To reduce training noise, I have also found that by limiting how quickly \(p \) as a comparison point (threshold) changes, the learning progress tends to be more stable. Define:
\[\textbf{w} = \begin{cases} \textbf{w}^{+} & \text{if} \; p < p^{+}\\ \textbf{w} & \text{else} \end{cases} \quad , \; \textbf{p} = \begin{cases} p + \beta(p^{+}-p) & \text{if} \; p < p^{+}\\ p & \text{else} \end{cases}\]Here, instead of letting \(p \) take on the value of \(p^{+} \) directly (\(p := p^{+}\)) when there is an improvement in performance, the threshold is instead increased by a value proportional to the difference between \(p\) and \(p^{+}\). The scaling factor \(\beta \) is set relatively small. The reason for this is because if an agent performs well during an iteration of training, we do not want to suddenly raise the bar for performance improvement — doing so would in some sense be punishing the agent for doing well.
Results
Below are the results of training an agent to play on an 8 x 8 board, with a batch size of one. The blue data points represent the result of each training iteration, while the magenta curve represents a moving average (window size: 50) of the scores. Following the magenta curve, it is evident that the algorithm is indeed learning.
Assessing Performance
One question that arises here is ‘how do we know if the algorithm is a good algorithm?’. We have already defined the score as the measure of performance, but how do we define ‘good’ performance? It is reasonable to think of the quality of play by simply watching the agent play out the game (hence, the reduced game board, to observe the agent losing), but this is still fairly subjective. A more objective measure is by considering the number of pieces spawned w.r.t. the total number of rows cleared. Consider the case of an 8 x 8 board. In an ideal schenario, in which only the square puzzle blocks are played, it would take 4 of these puzzle pieces to clear 2 rows; the optimal ratio of spawned pieces to cleared rows for an 8-wide board is thus 2.

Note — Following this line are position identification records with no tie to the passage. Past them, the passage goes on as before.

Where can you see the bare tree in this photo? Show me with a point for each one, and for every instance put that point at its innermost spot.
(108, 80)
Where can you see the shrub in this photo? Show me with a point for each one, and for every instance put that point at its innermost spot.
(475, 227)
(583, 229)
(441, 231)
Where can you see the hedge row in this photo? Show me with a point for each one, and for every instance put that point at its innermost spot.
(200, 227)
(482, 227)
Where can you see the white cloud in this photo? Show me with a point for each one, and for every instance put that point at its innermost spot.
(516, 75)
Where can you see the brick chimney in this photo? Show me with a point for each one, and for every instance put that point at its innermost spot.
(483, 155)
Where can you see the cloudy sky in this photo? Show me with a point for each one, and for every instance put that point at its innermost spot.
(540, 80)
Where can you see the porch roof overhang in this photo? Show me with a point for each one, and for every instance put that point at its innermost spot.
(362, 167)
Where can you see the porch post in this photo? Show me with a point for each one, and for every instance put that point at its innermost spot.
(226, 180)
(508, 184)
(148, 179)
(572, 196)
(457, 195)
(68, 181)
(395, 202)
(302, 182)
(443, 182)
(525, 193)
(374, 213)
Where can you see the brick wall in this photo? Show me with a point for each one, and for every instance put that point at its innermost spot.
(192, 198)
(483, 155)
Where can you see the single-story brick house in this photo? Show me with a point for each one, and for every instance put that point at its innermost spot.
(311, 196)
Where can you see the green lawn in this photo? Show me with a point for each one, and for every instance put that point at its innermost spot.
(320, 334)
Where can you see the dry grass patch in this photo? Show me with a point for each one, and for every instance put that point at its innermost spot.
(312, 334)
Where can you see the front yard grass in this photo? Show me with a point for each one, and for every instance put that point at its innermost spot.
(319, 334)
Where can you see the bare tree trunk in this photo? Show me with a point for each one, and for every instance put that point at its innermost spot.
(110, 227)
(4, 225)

In the demo case the final ratio at the end of the game is 2.038 (801 spawned pieces, 393 rows cleared). The resulting ratio is close to the ideal value but perhaps still has room for improvement. With more refined training methods and significantly more time spent on training, it may be possible to bring this value closer to the ideal value.
Out of curiosity I also tried the agent on a full sized 20 x 10 board, even though the agent has only been trained to optimize for an 8 x 8 board. In the case of a 10-wide board, we again imagine the case of only dropping square puzzle blocks. In this case, it would take 5 pieces to clear 2 rows — making the ideal ratio 2.5. The time for a game to play until completion was significant — a good sign for a quality agent. The agent played through 100k pieces without the game terminating, clearing 3999 rows, resulting in a ratio of 2.5001. Excellent results! I am quite satisfied :).